Alternatively, Petitioner may file an amended petition within twenty-eight (28) days of the date of this Order to attempt to cure the above-referenced defects. The Clerk is directed to send Petitioner a blank copy of the Central District habeas petition form for this purpose. The amended petition should reflect the same case number, be clearly labeled “First Amended Petition,” and be filled out completely, including naming the appropriate respondent. In ¶ 8 of the First Amended Petition, Petitioner should specify separately and concisely each federal constitutional claim that he seeks to raise, separately state all facts supporting such claim, and answer all of the questions pertaining to each such claim.

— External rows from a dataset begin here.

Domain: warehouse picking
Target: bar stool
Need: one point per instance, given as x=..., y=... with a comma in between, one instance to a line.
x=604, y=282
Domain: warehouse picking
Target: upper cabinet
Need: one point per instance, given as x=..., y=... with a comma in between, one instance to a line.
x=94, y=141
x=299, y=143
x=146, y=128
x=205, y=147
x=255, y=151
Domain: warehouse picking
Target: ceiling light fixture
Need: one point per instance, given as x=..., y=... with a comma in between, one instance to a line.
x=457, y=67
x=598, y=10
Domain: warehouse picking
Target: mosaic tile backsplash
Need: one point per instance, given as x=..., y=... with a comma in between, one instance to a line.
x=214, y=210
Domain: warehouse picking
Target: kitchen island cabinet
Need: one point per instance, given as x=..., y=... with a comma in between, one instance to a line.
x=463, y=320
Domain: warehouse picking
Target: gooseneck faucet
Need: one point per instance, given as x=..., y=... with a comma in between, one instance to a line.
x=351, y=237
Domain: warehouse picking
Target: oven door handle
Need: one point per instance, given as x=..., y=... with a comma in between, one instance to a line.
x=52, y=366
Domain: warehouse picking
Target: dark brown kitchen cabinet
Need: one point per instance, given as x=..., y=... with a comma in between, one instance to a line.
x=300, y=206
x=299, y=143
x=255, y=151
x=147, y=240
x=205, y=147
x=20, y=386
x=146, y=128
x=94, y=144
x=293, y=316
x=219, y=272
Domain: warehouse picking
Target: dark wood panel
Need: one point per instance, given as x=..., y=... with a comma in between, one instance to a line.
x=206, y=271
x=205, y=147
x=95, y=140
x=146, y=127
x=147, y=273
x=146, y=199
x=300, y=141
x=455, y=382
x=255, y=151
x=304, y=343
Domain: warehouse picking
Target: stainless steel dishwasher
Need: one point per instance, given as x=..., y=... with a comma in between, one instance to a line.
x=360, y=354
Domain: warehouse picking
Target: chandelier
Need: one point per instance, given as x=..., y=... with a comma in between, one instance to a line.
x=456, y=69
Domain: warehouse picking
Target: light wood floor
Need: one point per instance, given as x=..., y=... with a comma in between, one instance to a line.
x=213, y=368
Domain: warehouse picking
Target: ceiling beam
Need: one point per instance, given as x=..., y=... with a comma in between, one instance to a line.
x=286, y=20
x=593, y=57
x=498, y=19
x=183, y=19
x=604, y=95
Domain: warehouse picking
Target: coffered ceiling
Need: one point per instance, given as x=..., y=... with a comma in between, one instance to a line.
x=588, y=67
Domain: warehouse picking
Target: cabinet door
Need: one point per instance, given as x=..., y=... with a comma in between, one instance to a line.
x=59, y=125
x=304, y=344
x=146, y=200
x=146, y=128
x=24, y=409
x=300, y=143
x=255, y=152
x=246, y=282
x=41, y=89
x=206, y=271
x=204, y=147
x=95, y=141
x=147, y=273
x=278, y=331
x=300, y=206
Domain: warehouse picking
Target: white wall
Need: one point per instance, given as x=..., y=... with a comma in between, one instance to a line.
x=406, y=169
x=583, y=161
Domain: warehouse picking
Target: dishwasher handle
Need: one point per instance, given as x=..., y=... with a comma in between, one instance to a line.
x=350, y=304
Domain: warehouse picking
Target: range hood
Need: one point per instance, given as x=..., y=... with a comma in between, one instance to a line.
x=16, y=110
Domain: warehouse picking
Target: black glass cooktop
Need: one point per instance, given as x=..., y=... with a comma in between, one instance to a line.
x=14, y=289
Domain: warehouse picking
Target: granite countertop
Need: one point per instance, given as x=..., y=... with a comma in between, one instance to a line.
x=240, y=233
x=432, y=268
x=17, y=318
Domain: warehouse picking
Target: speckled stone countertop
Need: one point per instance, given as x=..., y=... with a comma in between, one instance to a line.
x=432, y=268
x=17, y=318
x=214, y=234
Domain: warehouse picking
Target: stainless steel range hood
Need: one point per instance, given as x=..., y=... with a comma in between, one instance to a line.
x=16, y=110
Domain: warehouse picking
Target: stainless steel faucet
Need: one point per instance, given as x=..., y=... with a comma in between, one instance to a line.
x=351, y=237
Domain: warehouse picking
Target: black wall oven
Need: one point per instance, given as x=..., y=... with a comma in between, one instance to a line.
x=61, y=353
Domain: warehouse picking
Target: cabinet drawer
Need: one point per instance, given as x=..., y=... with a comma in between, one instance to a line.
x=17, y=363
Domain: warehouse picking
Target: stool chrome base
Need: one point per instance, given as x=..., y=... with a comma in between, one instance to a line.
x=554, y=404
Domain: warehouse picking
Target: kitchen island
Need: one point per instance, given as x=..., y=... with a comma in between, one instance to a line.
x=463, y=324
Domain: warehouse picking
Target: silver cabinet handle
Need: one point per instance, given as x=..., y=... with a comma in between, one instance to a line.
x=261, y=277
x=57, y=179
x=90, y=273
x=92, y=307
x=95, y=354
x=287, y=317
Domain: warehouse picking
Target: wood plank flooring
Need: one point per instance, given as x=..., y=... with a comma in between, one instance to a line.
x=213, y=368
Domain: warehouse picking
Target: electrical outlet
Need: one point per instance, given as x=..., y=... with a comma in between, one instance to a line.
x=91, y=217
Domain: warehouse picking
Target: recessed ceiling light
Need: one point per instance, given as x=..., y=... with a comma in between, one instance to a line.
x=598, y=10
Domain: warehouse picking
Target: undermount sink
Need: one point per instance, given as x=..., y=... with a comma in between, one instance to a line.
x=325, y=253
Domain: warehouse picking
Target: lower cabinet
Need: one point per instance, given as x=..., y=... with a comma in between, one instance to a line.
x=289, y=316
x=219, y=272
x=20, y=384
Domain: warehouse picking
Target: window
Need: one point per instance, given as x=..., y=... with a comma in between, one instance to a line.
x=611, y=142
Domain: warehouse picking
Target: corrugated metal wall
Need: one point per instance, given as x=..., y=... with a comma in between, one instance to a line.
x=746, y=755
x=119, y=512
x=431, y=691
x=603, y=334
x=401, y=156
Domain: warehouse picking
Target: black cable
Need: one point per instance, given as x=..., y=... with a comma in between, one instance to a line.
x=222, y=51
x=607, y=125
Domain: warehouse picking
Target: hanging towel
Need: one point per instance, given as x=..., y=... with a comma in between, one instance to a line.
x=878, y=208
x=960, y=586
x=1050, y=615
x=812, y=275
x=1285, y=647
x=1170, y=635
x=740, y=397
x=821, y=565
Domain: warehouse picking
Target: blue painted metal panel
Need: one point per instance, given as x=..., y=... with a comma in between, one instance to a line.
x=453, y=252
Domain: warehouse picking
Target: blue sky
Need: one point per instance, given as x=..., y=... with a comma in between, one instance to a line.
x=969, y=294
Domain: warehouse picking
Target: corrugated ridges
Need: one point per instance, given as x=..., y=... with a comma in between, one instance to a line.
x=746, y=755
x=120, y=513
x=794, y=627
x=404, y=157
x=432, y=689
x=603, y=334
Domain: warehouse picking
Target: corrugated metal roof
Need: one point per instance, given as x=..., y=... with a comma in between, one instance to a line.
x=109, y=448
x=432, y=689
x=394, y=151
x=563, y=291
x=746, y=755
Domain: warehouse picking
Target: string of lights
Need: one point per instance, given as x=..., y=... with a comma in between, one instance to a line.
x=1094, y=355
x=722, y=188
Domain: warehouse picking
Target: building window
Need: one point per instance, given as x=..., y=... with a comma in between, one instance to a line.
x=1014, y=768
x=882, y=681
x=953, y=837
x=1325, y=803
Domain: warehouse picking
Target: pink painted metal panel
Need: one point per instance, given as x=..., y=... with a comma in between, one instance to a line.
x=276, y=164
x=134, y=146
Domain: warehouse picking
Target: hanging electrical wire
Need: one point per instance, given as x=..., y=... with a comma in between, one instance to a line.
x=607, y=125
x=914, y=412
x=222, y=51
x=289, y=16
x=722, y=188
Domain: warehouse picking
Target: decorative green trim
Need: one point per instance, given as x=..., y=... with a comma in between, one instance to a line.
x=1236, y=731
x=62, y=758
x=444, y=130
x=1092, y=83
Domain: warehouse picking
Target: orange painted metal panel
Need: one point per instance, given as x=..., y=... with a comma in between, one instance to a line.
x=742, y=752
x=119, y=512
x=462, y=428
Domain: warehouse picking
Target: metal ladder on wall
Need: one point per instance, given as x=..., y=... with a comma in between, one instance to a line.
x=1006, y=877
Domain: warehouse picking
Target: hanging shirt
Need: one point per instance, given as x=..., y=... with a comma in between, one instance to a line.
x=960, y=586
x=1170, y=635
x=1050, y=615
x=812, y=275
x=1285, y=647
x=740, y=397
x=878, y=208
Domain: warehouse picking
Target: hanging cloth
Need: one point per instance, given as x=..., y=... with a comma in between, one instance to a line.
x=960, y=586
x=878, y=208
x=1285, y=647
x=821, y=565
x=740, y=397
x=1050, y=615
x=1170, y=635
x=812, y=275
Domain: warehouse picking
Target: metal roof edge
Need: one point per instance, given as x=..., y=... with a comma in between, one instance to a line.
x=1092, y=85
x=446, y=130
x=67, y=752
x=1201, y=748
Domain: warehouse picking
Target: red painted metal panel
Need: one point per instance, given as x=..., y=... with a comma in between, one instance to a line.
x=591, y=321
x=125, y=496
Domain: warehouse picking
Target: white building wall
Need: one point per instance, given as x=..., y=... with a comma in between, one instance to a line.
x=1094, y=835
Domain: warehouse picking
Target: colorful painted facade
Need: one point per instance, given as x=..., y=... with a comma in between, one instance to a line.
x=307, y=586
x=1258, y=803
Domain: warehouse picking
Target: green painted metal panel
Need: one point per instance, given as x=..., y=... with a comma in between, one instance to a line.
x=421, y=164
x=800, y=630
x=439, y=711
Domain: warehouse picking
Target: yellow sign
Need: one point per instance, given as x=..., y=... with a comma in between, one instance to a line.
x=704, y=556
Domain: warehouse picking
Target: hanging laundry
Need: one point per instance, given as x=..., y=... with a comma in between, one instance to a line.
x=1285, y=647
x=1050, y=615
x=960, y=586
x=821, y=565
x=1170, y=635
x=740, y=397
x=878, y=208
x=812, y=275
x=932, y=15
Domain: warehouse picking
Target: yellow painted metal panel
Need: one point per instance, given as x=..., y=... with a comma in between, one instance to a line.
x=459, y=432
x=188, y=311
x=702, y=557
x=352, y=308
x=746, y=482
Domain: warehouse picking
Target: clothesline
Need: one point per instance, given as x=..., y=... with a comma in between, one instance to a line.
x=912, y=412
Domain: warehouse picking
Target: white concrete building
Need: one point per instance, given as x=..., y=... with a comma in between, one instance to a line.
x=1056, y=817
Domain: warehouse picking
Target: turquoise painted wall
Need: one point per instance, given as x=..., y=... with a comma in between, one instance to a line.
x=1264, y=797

If Petitioner contends that he exhausted his state remedies, he should list such filings in ¶¶ 4-6 of the habeas petition form. Petitioner should specify all of the grounds raised in such filings, along with the case number, the date of decision, and the result. Petitioner should also answer all questions and provide all information regarding any ongoing proceedings in state court.
Petitioner is cautioned that a failure to respond timely in compliance with this Order could result in this action being dismissed for the foregoing reasons, for failure to prosecute, and for failure to comply with a Court order. See Fed.R.Civ.P. 41(b).